Maybe STURCT Is intentional (I thought it was a typo), but I don't know what it means?

fmorac added inline comments.Jul 25 2023, 5:09 PM
mlir/test/Target/LLVMIR/gpu.mlir
10

Oh, yes, struct is the variable holding the struct with the args. I'll change the name & document.

fmorac updated this revision to Diff 547752.Aug 7 2023, 5:52 AM
fmorac marked 4 inline comments as done.

Changed the name of the arguments & added comments indicating the purpose of the tests.

mehdi_amini accepted this revision.Aug 8 2023, 10:25 PM
mehdi_amini added inline comments.
mlir/lib/Target/LLVMIR/Dialect/GPU/CMakeLists.txt
15

Why private here?

mlir/lib/Target/LLVMIR/Dialect/GPU/GPUToLLVMIRTranslation.cpp
47

Why is gpu.module a no-op success?

This revision is now accepted and ready to land.Aug 8 2023, 10:25 PM
fmorac added inline comments.Aug 9 2023, 6:02 PM
mlir/lib/Target/LLVMIR/Dialect/GPU/CMakeLists.txt
15

I'll change it, it's a left over from a previous version.

mlir/lib/Target/LLVMIR/Dialect/GPU/GPUToLLVMIRTranslation.cpp
47

In trunk it's also a no-op success, I presume the reason is that there's nothing to translate.

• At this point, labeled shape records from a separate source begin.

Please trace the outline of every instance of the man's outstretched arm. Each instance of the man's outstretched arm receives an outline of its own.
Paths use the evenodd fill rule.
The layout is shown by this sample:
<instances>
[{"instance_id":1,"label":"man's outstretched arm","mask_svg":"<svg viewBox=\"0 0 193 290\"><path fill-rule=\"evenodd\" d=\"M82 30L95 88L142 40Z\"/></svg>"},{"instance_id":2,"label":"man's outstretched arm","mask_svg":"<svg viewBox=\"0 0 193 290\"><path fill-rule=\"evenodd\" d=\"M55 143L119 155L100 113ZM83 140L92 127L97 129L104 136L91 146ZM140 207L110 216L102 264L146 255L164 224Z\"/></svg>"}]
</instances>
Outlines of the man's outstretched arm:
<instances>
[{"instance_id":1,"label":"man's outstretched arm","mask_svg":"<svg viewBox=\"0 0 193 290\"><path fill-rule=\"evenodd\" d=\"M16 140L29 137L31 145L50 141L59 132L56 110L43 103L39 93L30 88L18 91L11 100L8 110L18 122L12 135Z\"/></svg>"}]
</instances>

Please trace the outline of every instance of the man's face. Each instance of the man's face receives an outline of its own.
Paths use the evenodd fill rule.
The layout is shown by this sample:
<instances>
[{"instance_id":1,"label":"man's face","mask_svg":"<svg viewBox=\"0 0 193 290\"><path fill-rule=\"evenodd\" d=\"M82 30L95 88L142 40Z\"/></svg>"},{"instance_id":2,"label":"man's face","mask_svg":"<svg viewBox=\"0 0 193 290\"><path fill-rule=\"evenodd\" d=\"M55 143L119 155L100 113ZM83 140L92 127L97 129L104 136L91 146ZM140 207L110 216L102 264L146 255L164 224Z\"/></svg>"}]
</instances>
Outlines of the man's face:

mehdi_amini added inline comments.Aug 9 2023, 10:17 PM
mlir/lib/Target/LLVMIR/Dialect/GPU/GPUToLLVMIRTranslation.cpp
47

Not clear to me why:

module {
 gpu.module @foo {
 }
}

shouldn't return a failure instead?

fmorac updated this revision to Diff 549338.EditedAug 11 2023, 4:20 AM
fmorac marked an inline comment as done.

Removed private lib.

gpu.module is no-op success because the translation mechanism is not aware of its context.

Example, when converting gpu.module it's not possible to distinguish between translating:

module {
 gpu.module @foo {
 }
}

and translating:

gpu.module @foo {
}

They both will invoke the same function with the same information.
It should be possible to distinguish the context by checking if the ops inside the module
have been converted or not, however that's an expensive check.